Ackerman, North and Cox have steadfastly denied the NRA’s allegations. In May, Ackerman filed a defamation suit against the organization, asking for $50 million in damages. That same month, the judge in the New York case, Thomas J. McAvoy, dismissed the organization’s recovery claims; it would get no damages from Cuomo or Vullo in their official capacities or the DFS. The NRA is still pursuing its First Amendment claims.
During the summer of 2018, Cummins and her fellow accountants took care to document their work. A variety of NRA vendors, including Ackerman McQueen, were receiving what some accountants considered unjustified payments, and an array of NRA officials and contractors had been involved in what the accountants saw as expense abuses and questionable deals not initially approved by the board’s audit committee.
According to Cummins’ statement, Brewer misled the NRA’s board and “used information gathered by NRA staff to fit different purposes and to frame a different story to the board of directors.” It also says that Brewer “effectively silenced NRA staff who uncovered issues needing board of directors attention,” and “influenced members of the board” by “selectively withholding information relevant to their decision making.”
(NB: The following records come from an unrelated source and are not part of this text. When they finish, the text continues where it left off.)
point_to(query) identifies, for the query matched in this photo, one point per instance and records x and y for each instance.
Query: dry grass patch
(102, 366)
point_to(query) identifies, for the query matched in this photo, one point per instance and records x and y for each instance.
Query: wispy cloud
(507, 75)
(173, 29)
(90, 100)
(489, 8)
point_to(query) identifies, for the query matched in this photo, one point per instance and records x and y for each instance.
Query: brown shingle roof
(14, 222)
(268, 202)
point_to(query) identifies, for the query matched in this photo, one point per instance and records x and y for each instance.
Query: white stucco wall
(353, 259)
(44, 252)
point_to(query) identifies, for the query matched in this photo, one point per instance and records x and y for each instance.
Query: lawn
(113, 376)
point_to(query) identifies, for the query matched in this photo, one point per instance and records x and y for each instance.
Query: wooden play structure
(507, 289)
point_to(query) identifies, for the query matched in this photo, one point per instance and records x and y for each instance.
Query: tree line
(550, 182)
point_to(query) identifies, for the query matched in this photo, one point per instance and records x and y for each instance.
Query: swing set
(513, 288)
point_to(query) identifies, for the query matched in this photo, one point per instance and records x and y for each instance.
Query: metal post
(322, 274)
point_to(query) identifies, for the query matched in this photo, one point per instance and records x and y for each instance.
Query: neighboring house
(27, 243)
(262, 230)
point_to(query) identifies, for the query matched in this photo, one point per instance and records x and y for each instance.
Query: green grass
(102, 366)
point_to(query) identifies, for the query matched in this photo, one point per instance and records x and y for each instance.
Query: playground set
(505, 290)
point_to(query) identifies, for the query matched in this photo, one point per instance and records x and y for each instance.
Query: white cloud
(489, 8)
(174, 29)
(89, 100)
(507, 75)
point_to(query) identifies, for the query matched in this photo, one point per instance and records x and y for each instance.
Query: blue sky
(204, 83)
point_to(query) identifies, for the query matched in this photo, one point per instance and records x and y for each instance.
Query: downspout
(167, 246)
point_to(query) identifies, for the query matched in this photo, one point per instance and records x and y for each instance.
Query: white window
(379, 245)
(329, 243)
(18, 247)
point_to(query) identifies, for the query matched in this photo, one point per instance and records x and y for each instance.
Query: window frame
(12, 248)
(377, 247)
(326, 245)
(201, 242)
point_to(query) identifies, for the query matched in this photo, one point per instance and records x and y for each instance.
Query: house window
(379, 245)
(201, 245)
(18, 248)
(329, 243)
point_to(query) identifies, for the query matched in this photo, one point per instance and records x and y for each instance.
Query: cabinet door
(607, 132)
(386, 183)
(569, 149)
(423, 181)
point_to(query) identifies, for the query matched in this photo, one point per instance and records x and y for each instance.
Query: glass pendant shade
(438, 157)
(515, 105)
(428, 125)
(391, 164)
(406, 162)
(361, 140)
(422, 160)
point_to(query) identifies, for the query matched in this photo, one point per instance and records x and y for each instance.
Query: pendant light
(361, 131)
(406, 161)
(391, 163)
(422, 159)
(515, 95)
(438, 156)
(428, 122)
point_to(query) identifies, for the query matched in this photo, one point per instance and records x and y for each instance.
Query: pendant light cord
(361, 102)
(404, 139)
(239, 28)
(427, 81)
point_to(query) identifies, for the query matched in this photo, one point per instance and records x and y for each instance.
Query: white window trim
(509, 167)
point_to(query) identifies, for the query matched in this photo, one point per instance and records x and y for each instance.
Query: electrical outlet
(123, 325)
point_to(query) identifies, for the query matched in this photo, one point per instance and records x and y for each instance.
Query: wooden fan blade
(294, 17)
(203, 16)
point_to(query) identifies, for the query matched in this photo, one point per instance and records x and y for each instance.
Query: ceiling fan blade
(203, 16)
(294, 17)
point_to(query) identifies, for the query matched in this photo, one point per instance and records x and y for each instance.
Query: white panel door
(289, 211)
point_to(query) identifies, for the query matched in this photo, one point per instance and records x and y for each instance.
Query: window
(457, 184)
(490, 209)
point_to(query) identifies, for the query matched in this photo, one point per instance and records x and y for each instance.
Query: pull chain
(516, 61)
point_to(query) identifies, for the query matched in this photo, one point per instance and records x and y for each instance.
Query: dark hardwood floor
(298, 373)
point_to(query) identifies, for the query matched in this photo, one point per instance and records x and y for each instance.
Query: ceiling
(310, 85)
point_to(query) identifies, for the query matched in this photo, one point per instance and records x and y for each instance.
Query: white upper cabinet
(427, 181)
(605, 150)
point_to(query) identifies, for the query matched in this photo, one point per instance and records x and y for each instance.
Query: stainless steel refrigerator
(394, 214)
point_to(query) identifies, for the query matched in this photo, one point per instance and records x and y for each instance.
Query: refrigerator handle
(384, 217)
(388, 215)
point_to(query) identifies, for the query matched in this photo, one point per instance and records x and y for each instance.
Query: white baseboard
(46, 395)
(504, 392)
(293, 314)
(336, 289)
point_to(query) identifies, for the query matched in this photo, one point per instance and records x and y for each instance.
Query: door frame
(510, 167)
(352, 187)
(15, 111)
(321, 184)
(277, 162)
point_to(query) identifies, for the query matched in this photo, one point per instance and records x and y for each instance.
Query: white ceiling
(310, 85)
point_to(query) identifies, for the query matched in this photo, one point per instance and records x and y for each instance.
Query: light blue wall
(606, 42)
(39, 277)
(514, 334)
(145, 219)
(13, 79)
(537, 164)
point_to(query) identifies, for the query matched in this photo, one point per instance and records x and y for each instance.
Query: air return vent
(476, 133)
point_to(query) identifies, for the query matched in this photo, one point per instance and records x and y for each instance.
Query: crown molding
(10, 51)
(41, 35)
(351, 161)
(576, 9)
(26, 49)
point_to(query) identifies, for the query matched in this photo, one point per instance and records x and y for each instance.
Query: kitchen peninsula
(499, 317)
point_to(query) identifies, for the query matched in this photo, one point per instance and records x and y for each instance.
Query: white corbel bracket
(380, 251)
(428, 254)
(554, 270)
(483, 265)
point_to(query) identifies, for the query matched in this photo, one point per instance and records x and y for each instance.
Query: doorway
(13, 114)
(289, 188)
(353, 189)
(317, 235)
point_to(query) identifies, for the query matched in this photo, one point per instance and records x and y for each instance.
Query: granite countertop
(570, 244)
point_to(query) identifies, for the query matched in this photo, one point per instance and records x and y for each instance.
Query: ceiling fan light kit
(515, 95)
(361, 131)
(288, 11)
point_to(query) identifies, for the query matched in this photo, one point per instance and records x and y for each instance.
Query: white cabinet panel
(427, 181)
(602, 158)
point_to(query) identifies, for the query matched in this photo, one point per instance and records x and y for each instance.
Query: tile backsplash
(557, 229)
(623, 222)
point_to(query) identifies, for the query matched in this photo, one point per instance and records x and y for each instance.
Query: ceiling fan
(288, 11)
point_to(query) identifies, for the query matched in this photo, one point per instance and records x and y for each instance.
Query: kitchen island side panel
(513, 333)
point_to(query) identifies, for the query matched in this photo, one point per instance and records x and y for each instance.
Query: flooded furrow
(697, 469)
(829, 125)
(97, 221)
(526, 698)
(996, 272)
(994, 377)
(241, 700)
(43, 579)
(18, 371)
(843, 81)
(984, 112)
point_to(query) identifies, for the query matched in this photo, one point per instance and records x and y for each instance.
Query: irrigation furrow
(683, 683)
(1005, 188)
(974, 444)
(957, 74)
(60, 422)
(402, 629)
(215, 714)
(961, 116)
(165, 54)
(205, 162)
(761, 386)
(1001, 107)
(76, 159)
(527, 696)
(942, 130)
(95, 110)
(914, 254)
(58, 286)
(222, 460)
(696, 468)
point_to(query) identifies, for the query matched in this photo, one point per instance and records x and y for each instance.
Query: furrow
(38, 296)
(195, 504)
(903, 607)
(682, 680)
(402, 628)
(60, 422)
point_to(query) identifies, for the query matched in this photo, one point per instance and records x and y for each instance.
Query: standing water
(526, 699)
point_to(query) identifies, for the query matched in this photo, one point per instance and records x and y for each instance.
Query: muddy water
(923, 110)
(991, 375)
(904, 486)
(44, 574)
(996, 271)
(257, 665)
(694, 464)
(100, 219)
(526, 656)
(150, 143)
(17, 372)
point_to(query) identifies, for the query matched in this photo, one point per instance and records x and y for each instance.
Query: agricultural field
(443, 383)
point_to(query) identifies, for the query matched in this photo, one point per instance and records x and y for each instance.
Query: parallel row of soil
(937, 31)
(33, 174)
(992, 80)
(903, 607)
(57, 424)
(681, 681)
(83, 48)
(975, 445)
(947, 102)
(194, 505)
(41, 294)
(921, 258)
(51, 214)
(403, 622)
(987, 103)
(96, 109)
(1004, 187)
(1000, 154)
Rogers, the Brewer partner, dismissed Cummins’ statement and said it “may reflect a radical misunderstanding of certain work my firm performed.” Cotton, the NRA’s first vice president, said, “I am not aware of any concerns that would preclude the firm from representing the NRA, period.”
Cummins concluded her statement by saying that, while still an NRA employee, she tried to sound an alarm regarding the NRA’s legal representation, writing, “I raised concerns about Bill Brewer internally and with the board audit committee.” According to Cummins, she was ignored.